Welcome to our website, the online home of our Australian Research Council (ARC) funded project, Popular Music and Cultural Memory: localised popular music histories and their significance for national music industries. Visit our site regularly for updates on our research's progress, as well as links to our project's outcomes as they appear. Find out more about our project and its aims here.
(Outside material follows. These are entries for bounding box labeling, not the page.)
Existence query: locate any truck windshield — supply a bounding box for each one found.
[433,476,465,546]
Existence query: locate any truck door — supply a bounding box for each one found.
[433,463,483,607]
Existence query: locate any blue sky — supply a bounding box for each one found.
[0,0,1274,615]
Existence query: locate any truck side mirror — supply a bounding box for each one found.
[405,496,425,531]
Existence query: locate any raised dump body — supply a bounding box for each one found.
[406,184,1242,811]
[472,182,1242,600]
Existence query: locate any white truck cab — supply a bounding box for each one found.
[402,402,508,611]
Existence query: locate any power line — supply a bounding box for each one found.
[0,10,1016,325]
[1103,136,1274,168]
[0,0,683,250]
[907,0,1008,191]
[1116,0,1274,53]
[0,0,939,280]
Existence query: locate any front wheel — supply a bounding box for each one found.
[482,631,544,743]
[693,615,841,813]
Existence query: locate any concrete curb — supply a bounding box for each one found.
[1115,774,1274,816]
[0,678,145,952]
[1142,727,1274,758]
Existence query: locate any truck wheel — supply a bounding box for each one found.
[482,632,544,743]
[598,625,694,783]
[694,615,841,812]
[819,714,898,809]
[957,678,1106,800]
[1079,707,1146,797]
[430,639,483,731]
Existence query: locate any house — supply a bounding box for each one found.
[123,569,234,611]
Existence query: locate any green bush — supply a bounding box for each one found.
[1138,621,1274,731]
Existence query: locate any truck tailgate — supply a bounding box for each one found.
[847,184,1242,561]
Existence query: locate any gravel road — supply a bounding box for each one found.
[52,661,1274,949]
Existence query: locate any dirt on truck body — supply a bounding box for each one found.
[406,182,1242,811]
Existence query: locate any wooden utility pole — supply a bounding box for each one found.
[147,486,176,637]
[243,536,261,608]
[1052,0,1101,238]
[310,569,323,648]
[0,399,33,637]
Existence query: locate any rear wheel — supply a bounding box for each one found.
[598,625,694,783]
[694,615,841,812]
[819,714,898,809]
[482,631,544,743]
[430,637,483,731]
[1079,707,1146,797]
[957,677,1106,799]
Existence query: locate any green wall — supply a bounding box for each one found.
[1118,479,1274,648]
Wednesday, February 22, 2012

Our project in Adelaide, Canberra, Sydney

Project team researcher, Ian Rogers, has been gathering interview data in Australian capital cities over the last couple of months, and has spoken to dozens of locals about their city's music scenes, and the personal memories that coalesce around music practices there. First stop was Adelaide, a place whose vibrant music scene sometimes doesn't receive the recognition it deserves. Ian visited lots of music venues in the city and found a community of enthusiastic music listeners who were keen to participate in our project. Next on the itinerary was our country's capital, Canberra. On the day Ian landed, the Canberra Times featured a nostalgic piece on the twentieth anniversary of US band Nirvana's performance in the city, which set an appropriate backdrop to a series of interviews with people involved in the music scene there. Last stop was Sydney, where Ian interviewed a range of performers, audience members, record store workers, and radio people, and spent time exploring the city's inner city scenes that weekend visitors are rarely able to experience without a guide.
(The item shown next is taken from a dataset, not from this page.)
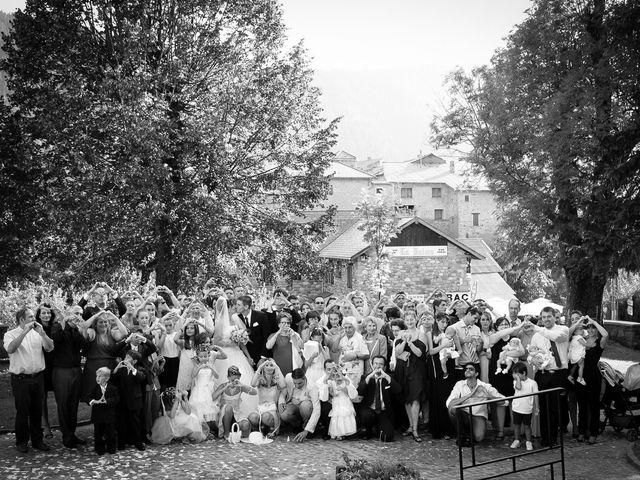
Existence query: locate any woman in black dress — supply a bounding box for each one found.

Ian summarised his experience in this way: "I learned during this fieldwork that our city scenes have more in common than not. None of these communities were particularly stable. I've argued elsewhere but it was reiterated on this trip that the narrative of popular music production in Australia is predominantly about instability. It's about how communities of music people push on when venues, funding, audiences, and media come and go. So it's generally about tenaciousness and resourcefulness. That's the character of what I saw time and again, everywhere I went".